All of the femoral head samples were evaluated in this way. Histological evaluation was performed using a scoring system with minor modifications as previously described[18]. The amount of remaining articular cartilage was graded as: less than 25% cartilage remaining, grade 4+; 25% to 50% cartilage remaining, grade 3+; 50% to 75% cartilage remaining, grade 2+; 75% to 99% cartilage remaining, grade 1+; and cartilage intact, grade 0. In each slide, cartilage degeneration in the femoral head of selected areas were evaluated under a light microscope (objectives of 10X, 20X, and 40X). The stained sections were examined under the light microscope (Olympus BX43, Hamburg, Germany) and photographed under objectives of 10X, 20X, and 40X.

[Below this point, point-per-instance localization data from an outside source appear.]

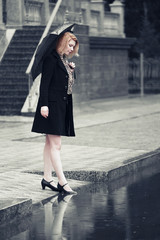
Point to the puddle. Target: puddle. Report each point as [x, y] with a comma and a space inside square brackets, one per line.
[97, 212]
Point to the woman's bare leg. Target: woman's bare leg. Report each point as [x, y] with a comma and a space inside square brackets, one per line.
[55, 147]
[47, 162]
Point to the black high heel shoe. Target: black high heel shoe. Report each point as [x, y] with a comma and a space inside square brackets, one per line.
[63, 191]
[44, 184]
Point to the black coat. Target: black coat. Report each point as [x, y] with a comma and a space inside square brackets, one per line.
[53, 93]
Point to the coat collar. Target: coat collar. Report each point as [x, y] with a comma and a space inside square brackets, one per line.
[60, 63]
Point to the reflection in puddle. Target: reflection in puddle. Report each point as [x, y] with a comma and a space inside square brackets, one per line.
[97, 212]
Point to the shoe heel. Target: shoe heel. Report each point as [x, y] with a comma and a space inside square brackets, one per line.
[43, 185]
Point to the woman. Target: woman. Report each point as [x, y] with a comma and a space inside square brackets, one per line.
[54, 114]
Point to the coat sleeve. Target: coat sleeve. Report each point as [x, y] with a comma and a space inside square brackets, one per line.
[47, 73]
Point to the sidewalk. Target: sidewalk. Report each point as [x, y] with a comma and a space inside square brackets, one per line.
[109, 134]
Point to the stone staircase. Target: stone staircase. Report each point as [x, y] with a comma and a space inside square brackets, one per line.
[13, 80]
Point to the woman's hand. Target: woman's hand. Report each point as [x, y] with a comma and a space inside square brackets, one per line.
[44, 111]
[72, 66]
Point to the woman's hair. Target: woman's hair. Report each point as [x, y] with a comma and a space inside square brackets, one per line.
[64, 40]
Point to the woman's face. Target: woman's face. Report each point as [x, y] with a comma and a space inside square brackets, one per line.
[70, 47]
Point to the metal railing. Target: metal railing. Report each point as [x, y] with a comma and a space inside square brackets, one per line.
[47, 28]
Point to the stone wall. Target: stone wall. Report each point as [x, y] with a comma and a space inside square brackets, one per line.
[102, 67]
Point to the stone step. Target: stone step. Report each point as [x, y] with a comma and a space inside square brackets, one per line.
[12, 79]
[13, 86]
[16, 61]
[11, 100]
[14, 208]
[10, 111]
[13, 92]
[19, 54]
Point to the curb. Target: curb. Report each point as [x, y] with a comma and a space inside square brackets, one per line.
[11, 209]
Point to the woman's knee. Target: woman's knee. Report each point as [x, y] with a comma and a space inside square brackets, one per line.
[54, 142]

For each femoral head analysis (control or experimental groups), great care was taken to provide 3D realistic results in terms of both scoring and the measurements. Scoring was made by 3 independent researchers by closing the preparation groups (without knowing the groups by the researchers) and evaluated without bias. During the joint capsule measurements after scoring, the names of the groups were known by the researchers, and the results of the study were recorded to avoid any inaccuracies between the groups
Histological Analyses for Sciatic Nerve:
All of the procedures were conducted according to institutional guidelines.

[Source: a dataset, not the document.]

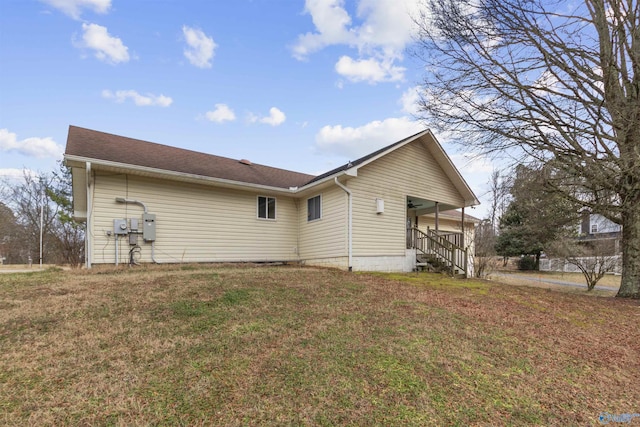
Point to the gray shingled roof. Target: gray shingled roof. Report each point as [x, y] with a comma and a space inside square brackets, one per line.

After fixation in 10% buffered formol fixation for at least 48 h, the portion of each sciatic nerve tissue was divided into multiple parts and embedded in paraffin, and included as many parts of the peripheral nerve as possible. Sections with a thickness of 4 µm were cut, mounted on slides (Dako, Türkiye), and deparaffinized with xylenes and a series of graded ethanol solutions. Each section was stained with H&E and toluidine blue to identify inflammation, intact axon, degenerate axon, and degradation of myelin respectively routine histochemical procedures were performed for the immunofluorescence experiment (see below)[19].

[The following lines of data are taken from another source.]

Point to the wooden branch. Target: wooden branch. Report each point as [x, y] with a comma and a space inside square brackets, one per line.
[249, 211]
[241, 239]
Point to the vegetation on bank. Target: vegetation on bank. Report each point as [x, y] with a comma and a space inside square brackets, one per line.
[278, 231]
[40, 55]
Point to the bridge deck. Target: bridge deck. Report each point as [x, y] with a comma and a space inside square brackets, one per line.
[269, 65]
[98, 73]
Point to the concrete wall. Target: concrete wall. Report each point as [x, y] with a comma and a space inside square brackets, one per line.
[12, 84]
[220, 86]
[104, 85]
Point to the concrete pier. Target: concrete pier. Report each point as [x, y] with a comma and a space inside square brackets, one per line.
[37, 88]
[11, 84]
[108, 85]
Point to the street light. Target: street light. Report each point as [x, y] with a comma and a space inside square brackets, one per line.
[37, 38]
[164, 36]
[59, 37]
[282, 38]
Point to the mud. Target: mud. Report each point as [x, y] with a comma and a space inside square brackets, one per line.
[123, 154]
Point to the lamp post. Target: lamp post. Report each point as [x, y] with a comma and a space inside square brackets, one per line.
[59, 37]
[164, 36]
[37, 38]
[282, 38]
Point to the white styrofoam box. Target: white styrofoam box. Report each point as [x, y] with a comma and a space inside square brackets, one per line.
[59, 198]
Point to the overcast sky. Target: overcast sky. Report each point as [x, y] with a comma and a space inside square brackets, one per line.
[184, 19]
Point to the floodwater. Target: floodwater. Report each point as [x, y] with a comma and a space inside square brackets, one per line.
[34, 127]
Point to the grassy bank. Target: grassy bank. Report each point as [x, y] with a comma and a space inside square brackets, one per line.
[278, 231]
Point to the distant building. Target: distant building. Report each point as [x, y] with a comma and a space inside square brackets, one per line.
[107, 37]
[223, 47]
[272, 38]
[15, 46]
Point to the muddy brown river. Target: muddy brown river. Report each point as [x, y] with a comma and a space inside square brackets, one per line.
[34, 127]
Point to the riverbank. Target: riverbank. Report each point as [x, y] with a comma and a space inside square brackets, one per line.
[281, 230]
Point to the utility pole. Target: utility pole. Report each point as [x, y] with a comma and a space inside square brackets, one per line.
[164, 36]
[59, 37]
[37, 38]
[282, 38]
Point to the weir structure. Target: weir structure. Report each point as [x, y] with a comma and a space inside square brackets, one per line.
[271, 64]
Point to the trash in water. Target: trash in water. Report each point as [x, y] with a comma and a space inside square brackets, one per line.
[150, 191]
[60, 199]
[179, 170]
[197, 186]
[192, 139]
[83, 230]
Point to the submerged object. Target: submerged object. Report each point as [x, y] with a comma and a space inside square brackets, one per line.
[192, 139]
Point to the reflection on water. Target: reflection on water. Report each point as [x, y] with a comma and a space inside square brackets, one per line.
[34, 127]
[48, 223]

Immunofluorescence was performed as described in[20], with the following modifications. Antigen retrieval was performed in a microwave oven with citrate buffer, and the tissues were then blocked in 0.5% bovine serum albumin. Using mouse monoclonal Occludin (sc-133256, 1:50, Santa cruz, ABD), mouse monoclonal MAG (sc-166849, 1:100, Santa cruz, ABD) and mouse monoclonal MBP (sc-271524, 1:100, Santa cruz, ABD) antibodies were detected. Primary antibodies were incubated with the tissues overnight at 4 °C. Negative control sections were treated with an isotype of Mouse IgG and rabbit IgG antibodies. After incubation with primary antibodies, the tissue sections were washed twice with phosphate buffered saline for 5 min each time, and then, Texas red-conjugated secondary antibodies (st026, abm, US) were added and incubated for 60 min at room temperature. The preparations were mounted on a fluoroshield with DAPI medium (ab104139, Abcam, US). H-SCORE analyses were used for the immunohistochemistry evaluation as previously described[21].
Statistical Analysis:
Statistical analyses were performed using one-way ANOVA followed by the Dunnett test and the Mann-Whitney U test using Sigma Plot 12 (Jandel Scientific Corp., San Rafael, CA). The statistical significance of the data was defined as P < 0.01. All of the data were presented as the mean ± standard error (SEM) of 3 independent experiments.